The ongoing stress of the job blows up in times of community crisis— long hours, separation from loved ones, an inability to ‘let go’, to work out, to joke around with the dark humor that makes the job easier. I saw this in the 1989 Loma Prieta Earthquake. Some of the debriefings showed that much of the stress first responders felt was the inability to connect with their families. All of this is exacerbated by the loss of sleep, the continual facing of a situation that seems out of control, inability to have a regular meal, and the frequent upper administration flubs.
Based on that experience and 40 years of clinical work with first responders, here are a few thoughts on first responder psychological survival in this time of Covid-19.
Ten things that will get you in trouble:
- Lots of coffee to rev up; lots of booze to calm down.
- 24/7 on top of the news
- Anger at the family and friends that they ‘don’t get it.’ (Don’t understand the seriousness of the pandemic, or massively overreact to it.)
- Impatience and then pulling back from family and friends.
- Random sexual activities.
- Stopping the workouts.
- Eating everything in the room; eating nothing in the room.

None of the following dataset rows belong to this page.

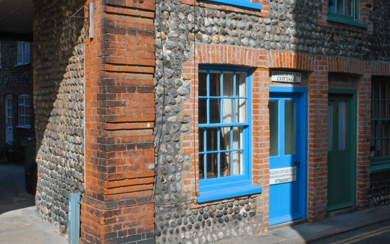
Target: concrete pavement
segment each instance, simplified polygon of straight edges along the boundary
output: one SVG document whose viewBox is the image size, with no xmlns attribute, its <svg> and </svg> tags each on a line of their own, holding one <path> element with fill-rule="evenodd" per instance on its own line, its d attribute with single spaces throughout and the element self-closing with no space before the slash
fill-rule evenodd
<svg viewBox="0 0 390 244">
<path fill-rule="evenodd" d="M 35 215 L 34 195 L 25 189 L 22 165 L 0 163 L 0 243 L 67 244 L 58 228 Z"/>
<path fill-rule="evenodd" d="M 266 234 L 222 240 L 218 244 L 306 243 L 390 220 L 390 206 L 328 217 L 317 223 L 304 223 L 276 228 Z"/>
<path fill-rule="evenodd" d="M 0 242 L 2 244 L 67 244 L 58 227 L 35 215 L 35 206 L 0 214 Z"/>
</svg>

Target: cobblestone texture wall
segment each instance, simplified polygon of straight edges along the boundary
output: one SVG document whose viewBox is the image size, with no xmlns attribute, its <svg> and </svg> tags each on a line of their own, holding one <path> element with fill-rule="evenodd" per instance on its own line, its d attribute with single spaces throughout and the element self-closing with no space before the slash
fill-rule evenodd
<svg viewBox="0 0 390 244">
<path fill-rule="evenodd" d="M 4 97 L 7 95 L 12 96 L 12 125 L 14 141 L 23 141 L 28 137 L 35 137 L 34 133 L 34 110 L 31 108 L 31 128 L 18 128 L 18 96 L 27 94 L 32 98 L 32 45 L 30 47 L 30 61 L 29 64 L 20 66 L 16 64 L 17 41 L 0 39 L 0 114 L 5 115 Z M 5 115 L 4 115 L 5 116 Z M 5 141 L 5 121 L 4 117 L 0 119 L 0 141 Z"/>
<path fill-rule="evenodd" d="M 370 175 L 368 201 L 370 207 L 390 204 L 390 172 L 381 172 Z"/>
<path fill-rule="evenodd" d="M 389 61 L 390 48 L 383 38 L 390 30 L 390 23 L 385 20 L 389 7 L 375 2 L 369 13 L 374 24 L 371 34 L 369 28 L 351 30 L 342 25 L 320 25 L 323 4 L 319 0 L 264 1 L 269 9 L 265 16 L 238 9 L 224 11 L 218 5 L 211 8 L 213 5 L 201 2 L 194 13 L 193 6 L 183 3 L 192 4 L 191 1 L 156 1 L 157 243 L 214 242 L 238 234 L 252 235 L 262 225 L 261 216 L 251 211 L 252 204 L 256 205 L 250 201 L 253 199 L 200 208 L 195 205 L 192 209 L 180 203 L 191 196 L 191 192 L 183 192 L 185 177 L 193 175 L 190 174 L 191 157 L 183 153 L 183 137 L 190 130 L 191 119 L 183 116 L 183 100 L 189 99 L 192 92 L 190 80 L 183 78 L 183 64 L 193 57 L 189 53 L 194 40 L 206 45 Z"/>
<path fill-rule="evenodd" d="M 37 212 L 63 231 L 69 193 L 84 191 L 83 22 L 66 15 L 83 2 L 34 2 Z"/>
</svg>

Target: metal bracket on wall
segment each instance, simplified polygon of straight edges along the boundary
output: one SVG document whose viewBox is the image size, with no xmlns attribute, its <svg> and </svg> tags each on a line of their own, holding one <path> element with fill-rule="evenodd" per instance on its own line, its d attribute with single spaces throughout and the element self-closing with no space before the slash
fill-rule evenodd
<svg viewBox="0 0 390 244">
<path fill-rule="evenodd" d="M 80 10 L 81 10 L 85 6 L 88 6 L 87 9 L 85 9 L 86 11 L 88 11 L 88 17 L 80 17 L 80 16 L 75 16 L 76 14 Z M 83 19 L 87 19 L 88 20 L 88 22 L 89 23 L 89 38 L 92 38 L 94 37 L 94 2 L 91 2 L 89 4 L 86 4 L 84 5 L 81 6 L 80 9 L 78 9 L 77 11 L 74 12 L 73 14 L 72 14 L 72 12 L 68 11 L 66 12 L 66 16 L 70 18 L 82 18 Z"/>
</svg>

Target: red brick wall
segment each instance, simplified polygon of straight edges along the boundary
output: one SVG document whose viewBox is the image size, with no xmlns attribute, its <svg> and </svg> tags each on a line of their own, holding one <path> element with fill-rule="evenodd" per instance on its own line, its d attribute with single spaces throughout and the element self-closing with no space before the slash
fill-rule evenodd
<svg viewBox="0 0 390 244">
<path fill-rule="evenodd" d="M 81 242 L 154 243 L 154 0 L 94 2 Z"/>
</svg>

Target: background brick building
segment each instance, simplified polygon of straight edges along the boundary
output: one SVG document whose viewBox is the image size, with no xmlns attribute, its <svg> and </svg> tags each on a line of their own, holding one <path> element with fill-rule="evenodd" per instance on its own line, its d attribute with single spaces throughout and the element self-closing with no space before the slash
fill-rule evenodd
<svg viewBox="0 0 390 244">
<path fill-rule="evenodd" d="M 25 52 L 24 57 L 22 57 L 23 47 Z M 3 115 L 0 120 L 2 128 L 0 133 L 1 141 L 11 140 L 21 142 L 29 137 L 35 137 L 34 109 L 32 104 L 32 61 L 34 58 L 32 48 L 29 42 L 0 39 L 0 90 L 2 93 L 0 111 Z M 28 99 L 25 105 L 26 98 L 22 97 Z M 19 98 L 21 98 L 21 102 L 23 103 L 20 103 L 20 107 Z M 8 99 L 7 104 L 6 98 Z M 29 101 L 31 103 L 28 103 Z M 8 111 L 6 107 L 9 108 Z M 6 118 L 8 118 L 8 123 Z"/>
<path fill-rule="evenodd" d="M 66 230 L 69 194 L 81 192 L 83 243 L 205 243 L 388 203 L 388 5 L 156 2 L 34 2 L 40 216 Z M 87 18 L 91 2 L 93 28 L 66 15 L 83 7 Z M 272 81 L 274 71 L 301 82 Z M 272 102 L 291 101 L 294 119 L 276 121 L 292 129 L 275 127 Z M 228 127 L 243 137 L 229 142 Z M 274 139 L 287 137 L 295 154 L 278 164 Z M 347 151 L 346 169 L 335 170 L 332 147 Z M 270 185 L 286 167 L 298 183 Z M 282 199 L 296 214 L 273 215 L 278 185 L 295 187 Z"/>
</svg>

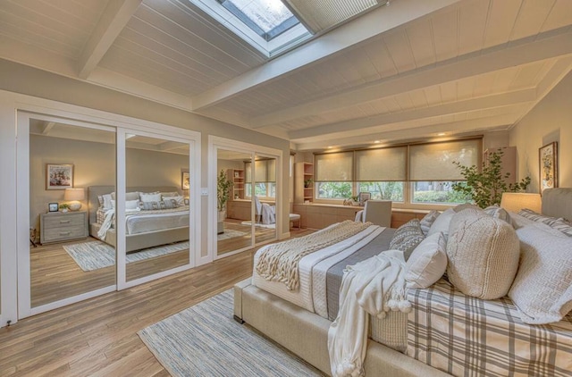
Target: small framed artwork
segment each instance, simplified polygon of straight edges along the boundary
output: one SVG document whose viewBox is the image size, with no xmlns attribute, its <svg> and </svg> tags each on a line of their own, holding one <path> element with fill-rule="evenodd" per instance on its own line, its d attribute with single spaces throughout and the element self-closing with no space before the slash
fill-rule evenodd
<svg viewBox="0 0 572 377">
<path fill-rule="evenodd" d="M 73 188 L 73 164 L 46 164 L 46 189 L 66 189 L 72 188 Z"/>
<path fill-rule="evenodd" d="M 181 188 L 190 189 L 190 175 L 187 169 L 181 169 Z"/>
<path fill-rule="evenodd" d="M 540 192 L 558 187 L 558 143 L 554 141 L 538 150 Z"/>
<path fill-rule="evenodd" d="M 369 192 L 360 192 L 359 193 L 359 205 L 364 205 L 366 201 L 371 199 L 372 195 Z"/>
</svg>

- Taking on lots of extra duties.
- Ignoring your body.
- Not reaching out.
Ten things that will help:
- Work out.
- Reach out.
- Cut the family some slack. Takes civilians a while to catch up.
- Stop and check out what’s going on with your body.
- Take a break from the news.
- Pray, meditate, or simply breath— deeply and slowly.
- If you start to get into trouble (exhaustion, numbness, insomnia, feeling other’s trauma is yours), connect with your close friends, peer support folks, or your organization’s stress unit.
- Work with your family and/or friends to create a strategy for the worst case scenario, then let go.
- Remember your supervisors are stressed and confused like everybody else. Keep your expectations low. Be clear on your boundaries and role, but, paradoxically, add creativity to the work.
- Most importantly, remember that you can’t take care of anyone else unless you take care of yourself.